Die Theorie war klar, aber war das überhaupt lebbar? Und vor allem: mit wem?
Die Entscheidung war jedenfalls gefallen. Und weil ich mich entschieden hatte, gab es auch nichts mehr zu suchen. Denn zuvor war es gerade die Suche gewesen, die mich nie mit dem zufrieden sein ließ, was ich hatte. Ich wollte nicht mehr suchen. Ich war bereit, alles einfach nur zuzulassen.
In diesem Moment beschenkte mich das Schicksal mit der größten Lehre, die man sich vorstellen kann.

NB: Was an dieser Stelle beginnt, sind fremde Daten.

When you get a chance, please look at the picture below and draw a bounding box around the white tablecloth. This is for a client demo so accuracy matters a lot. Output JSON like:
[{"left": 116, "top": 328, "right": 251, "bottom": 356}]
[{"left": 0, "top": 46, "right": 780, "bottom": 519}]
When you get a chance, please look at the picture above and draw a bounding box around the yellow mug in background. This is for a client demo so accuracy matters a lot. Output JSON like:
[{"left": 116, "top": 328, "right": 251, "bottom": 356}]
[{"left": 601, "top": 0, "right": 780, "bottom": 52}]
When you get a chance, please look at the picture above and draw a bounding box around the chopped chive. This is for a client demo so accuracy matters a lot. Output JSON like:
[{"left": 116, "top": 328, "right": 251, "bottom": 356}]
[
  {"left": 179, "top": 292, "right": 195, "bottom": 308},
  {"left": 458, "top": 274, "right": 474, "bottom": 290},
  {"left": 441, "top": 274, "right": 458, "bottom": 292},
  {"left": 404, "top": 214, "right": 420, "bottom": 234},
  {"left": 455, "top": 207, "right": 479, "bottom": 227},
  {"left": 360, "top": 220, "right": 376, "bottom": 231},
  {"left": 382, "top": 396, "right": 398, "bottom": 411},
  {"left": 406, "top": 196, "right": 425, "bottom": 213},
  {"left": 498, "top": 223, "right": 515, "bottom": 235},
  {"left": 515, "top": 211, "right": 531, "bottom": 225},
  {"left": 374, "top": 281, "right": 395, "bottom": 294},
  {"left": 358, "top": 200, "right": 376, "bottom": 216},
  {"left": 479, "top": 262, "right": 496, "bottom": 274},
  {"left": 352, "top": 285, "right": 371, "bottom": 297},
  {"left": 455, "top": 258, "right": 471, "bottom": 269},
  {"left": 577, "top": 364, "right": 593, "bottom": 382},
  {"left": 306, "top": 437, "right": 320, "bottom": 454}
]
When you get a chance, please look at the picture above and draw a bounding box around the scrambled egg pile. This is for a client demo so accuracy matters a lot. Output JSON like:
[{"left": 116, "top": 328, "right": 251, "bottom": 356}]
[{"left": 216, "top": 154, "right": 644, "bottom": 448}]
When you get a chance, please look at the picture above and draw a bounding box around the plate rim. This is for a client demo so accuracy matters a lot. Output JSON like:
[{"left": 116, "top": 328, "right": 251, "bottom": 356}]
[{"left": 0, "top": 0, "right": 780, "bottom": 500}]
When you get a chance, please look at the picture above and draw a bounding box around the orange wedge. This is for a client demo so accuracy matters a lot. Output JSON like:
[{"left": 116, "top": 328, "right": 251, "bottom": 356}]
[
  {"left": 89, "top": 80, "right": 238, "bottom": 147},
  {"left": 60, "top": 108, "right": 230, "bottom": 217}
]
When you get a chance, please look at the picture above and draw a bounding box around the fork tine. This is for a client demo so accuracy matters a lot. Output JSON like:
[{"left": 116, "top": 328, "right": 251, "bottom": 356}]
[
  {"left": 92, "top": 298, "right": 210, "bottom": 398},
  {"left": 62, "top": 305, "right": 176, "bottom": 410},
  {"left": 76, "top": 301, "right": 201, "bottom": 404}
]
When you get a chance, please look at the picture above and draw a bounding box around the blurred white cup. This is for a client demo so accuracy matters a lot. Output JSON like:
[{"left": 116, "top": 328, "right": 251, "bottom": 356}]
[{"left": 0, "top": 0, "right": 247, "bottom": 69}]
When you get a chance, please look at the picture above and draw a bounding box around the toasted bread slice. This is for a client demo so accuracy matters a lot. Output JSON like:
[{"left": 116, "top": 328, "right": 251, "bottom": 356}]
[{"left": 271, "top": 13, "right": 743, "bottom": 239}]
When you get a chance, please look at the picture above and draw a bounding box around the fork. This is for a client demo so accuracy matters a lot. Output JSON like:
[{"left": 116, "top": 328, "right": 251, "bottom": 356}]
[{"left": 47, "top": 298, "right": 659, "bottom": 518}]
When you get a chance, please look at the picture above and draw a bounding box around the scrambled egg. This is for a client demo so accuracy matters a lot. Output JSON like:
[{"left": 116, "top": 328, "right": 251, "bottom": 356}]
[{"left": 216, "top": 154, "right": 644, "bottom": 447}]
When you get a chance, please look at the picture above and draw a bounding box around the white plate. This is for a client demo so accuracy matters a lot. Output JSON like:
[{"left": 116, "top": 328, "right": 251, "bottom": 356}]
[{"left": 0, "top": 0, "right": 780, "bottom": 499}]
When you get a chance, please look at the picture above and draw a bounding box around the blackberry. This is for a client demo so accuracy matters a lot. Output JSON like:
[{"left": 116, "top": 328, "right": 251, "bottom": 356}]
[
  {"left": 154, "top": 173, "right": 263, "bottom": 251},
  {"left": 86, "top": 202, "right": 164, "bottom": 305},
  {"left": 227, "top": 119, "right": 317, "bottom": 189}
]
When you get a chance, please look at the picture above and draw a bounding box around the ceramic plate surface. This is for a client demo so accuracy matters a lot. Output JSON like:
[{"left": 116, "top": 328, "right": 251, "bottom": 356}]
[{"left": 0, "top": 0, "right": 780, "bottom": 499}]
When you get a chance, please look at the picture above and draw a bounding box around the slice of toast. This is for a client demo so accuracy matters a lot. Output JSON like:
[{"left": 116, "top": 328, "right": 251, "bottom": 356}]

Ich, der zum Einsiedler geworden war, wurde von den Kollegen überredet, wenigstens einmal nach der Vorstellung mit zum Abendessen zu gehen. Nicht wirklich redselig ließ ich mich mitschleifen, lernte neue Menschen kennen, redete über Dinge, die ich noch nie mitgeteilt hatte, stellte verwundert fest, dass dies meine Gesprächspartner berührte und verschwand wieder in meine Zurückgezogenheit.
Drei Wochen später läutete das Telefon. Es war eine Frau, der ich an diesem Abend meine Nummer gegeben hatte. Ich konnte mich daran erinnern, wusste aber nicht mehr genau, wie sie aussah. Doch, sie war blond, schlank und hatte eine große, dicke Brille.
Wir telefonierten also und plötzlich waren daraus vier Stunden geworden. Ich musste ins Theater. Am nächsten Tag sprachen wir erneut, diesmal sieben Stunden. Und da sich jeder von uns sicher war, dass wir uns nie begegnen würden, erzählten wir einander alles, gaben Geheimnisse preis, die man seltsamerweise nur Unbekannten erzählt.
Es war wunderbar. In dieser Offenheit gab es eine Tiefe und Vertrautheit, die ich bis dahin nicht kannte. Zwei Seelen tauschten sich aus, trotz aller Ferne so nah und ohne all die gewohnten Schutzmäntel, in berührender Ehrlichkeit.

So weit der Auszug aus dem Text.